# The Girard Lakes Bass Club-Wingfoot



## Bantam3x (Sep 12, 2010)

Just curios on the results of the tourney today. Last couple tournaments there seemed to have some low LBS. Even the top 3 winning weights would be cool.
Thanks


----------



## atowngolfer (Mar 24, 2009)

winners were 13 something when I get the email with the actual weights tonight or tomorrow i will post them up.


----------



## lakeslouie (Jan 11, 2006)

Bantam3x said:


> Last couple tournaments there seemed to have some low LBS.


You probably already know this, but if not, the tourny there on the 14th was a big bass event, 1 fish limit. So posted results would look low vs 5 fish limit. We have another BB open there this coming Sat the 28th. 
www.portagelakesbassmasters.com


----------



## young-gun21 (Mar 14, 2006)

1st 13.7 
2nd 9.9
3rd 7.15

Big bass was 5.3 


Outdoor Hub mobile, the outdoor information engine


----------



## Bantam3x (Sep 12, 2010)

lakeslouie said:


> You probably already know this, but if not, the tourny there on the 14th was a big bass event, 1 fish limit. So posted results would look low vs 5 fish limit. We have another BB open there this coming Sat the 28th.
> www.portagelakesbassmasters.com


I understand the one bass. I am going to try your April 28th. I've only done one tourny before it was a Tuesday night at WF.My son is 14 is he allowed to be my partner.


----------



## Bantam3x (Sep 12, 2010)

young-gun21 said:


> 1st 13.7
> 2nd 9.9
> 3rd 7.15
> 
> ...


Thanks for posting. Met a couple of your members out there this past week.Next year I will be ready for an electric series


----------



## young-gun21 (Mar 14, 2006)

We're you the guy with the truck parked on that crazy hill that almost got stuck??

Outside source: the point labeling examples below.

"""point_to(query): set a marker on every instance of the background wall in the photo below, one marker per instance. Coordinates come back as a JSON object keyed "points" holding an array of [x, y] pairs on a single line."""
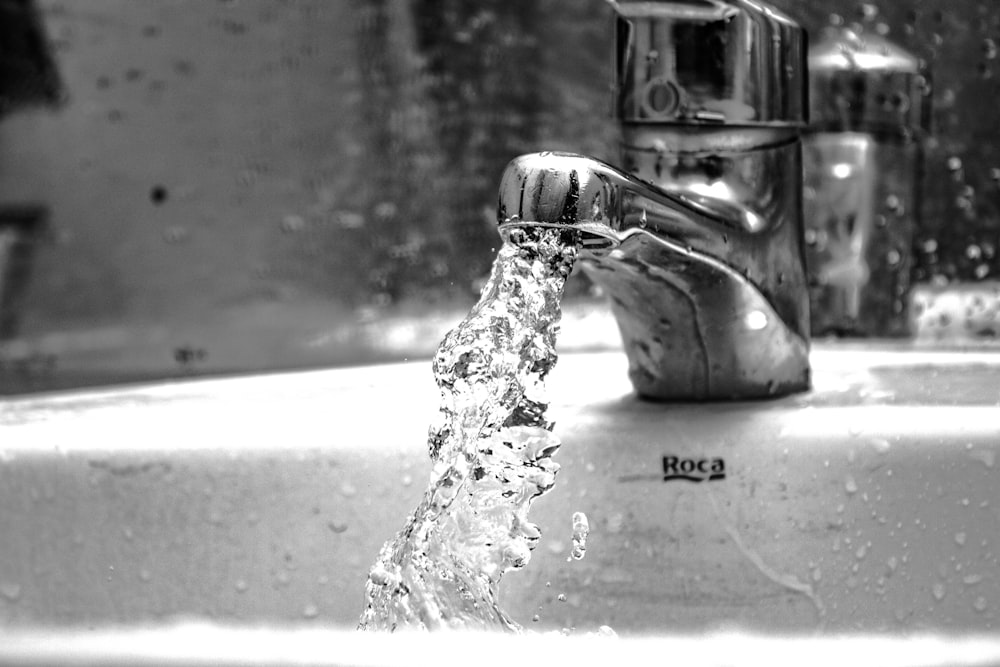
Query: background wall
{"points": [[258, 184]]}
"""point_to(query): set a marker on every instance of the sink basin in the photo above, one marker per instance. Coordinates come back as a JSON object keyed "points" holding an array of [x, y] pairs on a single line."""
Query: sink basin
{"points": [[870, 504]]}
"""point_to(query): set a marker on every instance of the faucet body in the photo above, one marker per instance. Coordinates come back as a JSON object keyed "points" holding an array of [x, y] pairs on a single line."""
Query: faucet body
{"points": [[863, 167], [698, 241]]}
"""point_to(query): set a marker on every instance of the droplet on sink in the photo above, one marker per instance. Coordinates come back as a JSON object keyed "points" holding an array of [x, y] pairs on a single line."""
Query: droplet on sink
{"points": [[881, 445], [986, 456], [581, 529], [850, 485], [10, 591]]}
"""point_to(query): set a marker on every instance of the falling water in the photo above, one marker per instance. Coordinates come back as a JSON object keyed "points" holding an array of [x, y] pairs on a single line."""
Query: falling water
{"points": [[492, 450]]}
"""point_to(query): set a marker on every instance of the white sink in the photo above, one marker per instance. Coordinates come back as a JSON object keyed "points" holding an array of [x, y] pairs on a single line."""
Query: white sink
{"points": [[871, 504]]}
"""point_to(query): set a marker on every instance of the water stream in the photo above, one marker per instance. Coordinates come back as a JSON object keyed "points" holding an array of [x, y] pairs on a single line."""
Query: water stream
{"points": [[491, 447]]}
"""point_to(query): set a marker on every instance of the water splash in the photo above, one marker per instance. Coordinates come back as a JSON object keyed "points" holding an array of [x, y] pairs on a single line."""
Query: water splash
{"points": [[492, 450]]}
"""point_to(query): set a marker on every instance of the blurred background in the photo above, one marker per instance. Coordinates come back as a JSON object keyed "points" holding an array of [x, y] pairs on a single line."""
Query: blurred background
{"points": [[195, 187]]}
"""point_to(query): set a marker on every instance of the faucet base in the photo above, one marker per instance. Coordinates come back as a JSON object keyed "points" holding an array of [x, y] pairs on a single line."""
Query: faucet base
{"points": [[693, 329]]}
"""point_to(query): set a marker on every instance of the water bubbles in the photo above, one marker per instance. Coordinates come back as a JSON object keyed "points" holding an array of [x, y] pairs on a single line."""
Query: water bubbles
{"points": [[581, 529]]}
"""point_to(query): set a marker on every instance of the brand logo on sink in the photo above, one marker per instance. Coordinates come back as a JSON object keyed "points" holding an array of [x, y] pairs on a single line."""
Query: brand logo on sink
{"points": [[676, 468]]}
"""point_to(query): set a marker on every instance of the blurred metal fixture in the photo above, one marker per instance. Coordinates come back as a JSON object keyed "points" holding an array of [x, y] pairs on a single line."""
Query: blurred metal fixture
{"points": [[863, 162], [700, 245]]}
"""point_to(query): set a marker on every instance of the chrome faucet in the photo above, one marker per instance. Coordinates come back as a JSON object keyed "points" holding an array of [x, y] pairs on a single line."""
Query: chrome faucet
{"points": [[700, 246]]}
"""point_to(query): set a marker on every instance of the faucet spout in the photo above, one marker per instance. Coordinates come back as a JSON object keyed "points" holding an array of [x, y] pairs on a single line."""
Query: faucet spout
{"points": [[693, 277]]}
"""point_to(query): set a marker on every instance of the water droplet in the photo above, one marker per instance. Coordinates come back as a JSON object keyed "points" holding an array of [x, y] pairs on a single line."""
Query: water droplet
{"points": [[850, 485], [556, 547], [881, 445], [10, 591], [581, 529], [985, 456], [755, 320]]}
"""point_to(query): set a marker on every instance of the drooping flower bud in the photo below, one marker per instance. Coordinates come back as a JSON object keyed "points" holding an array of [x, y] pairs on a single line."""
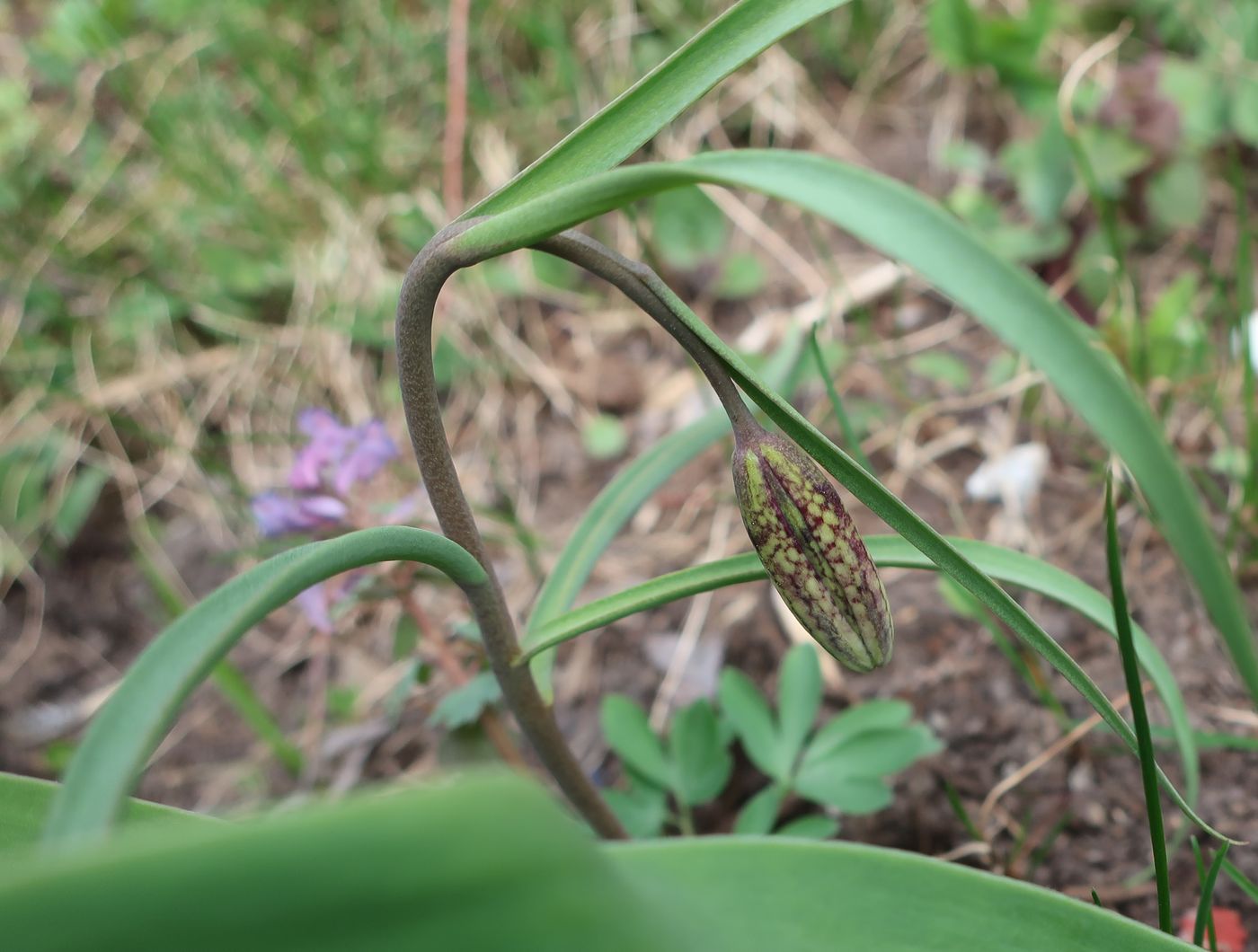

Outdoor Hub mobile, the outdoor information engine


----------



## Bantam3x (Sep 12, 2010)

lol...No. I have a 08 Ford black 150. I did see some tire marks on the grass hill going down the accesses road to the ramp today.


----------



## lakeslouie (Jan 11, 2006)

Bantam3x said:


> I understand the one bass. I am going to try your April 28th. I've only done one tourny before it was a Tuesday night at WF.My son is 14 is he allowed to be my partner.


This is so cool!! Yes, we encourage this!! Good Luck and I hope you both have a great time!


----------



## kingfisher42 (May 7, 2009)

Looks like the weights of tournies coming down from last year. no surprise with all the fish being taking out of there.


----------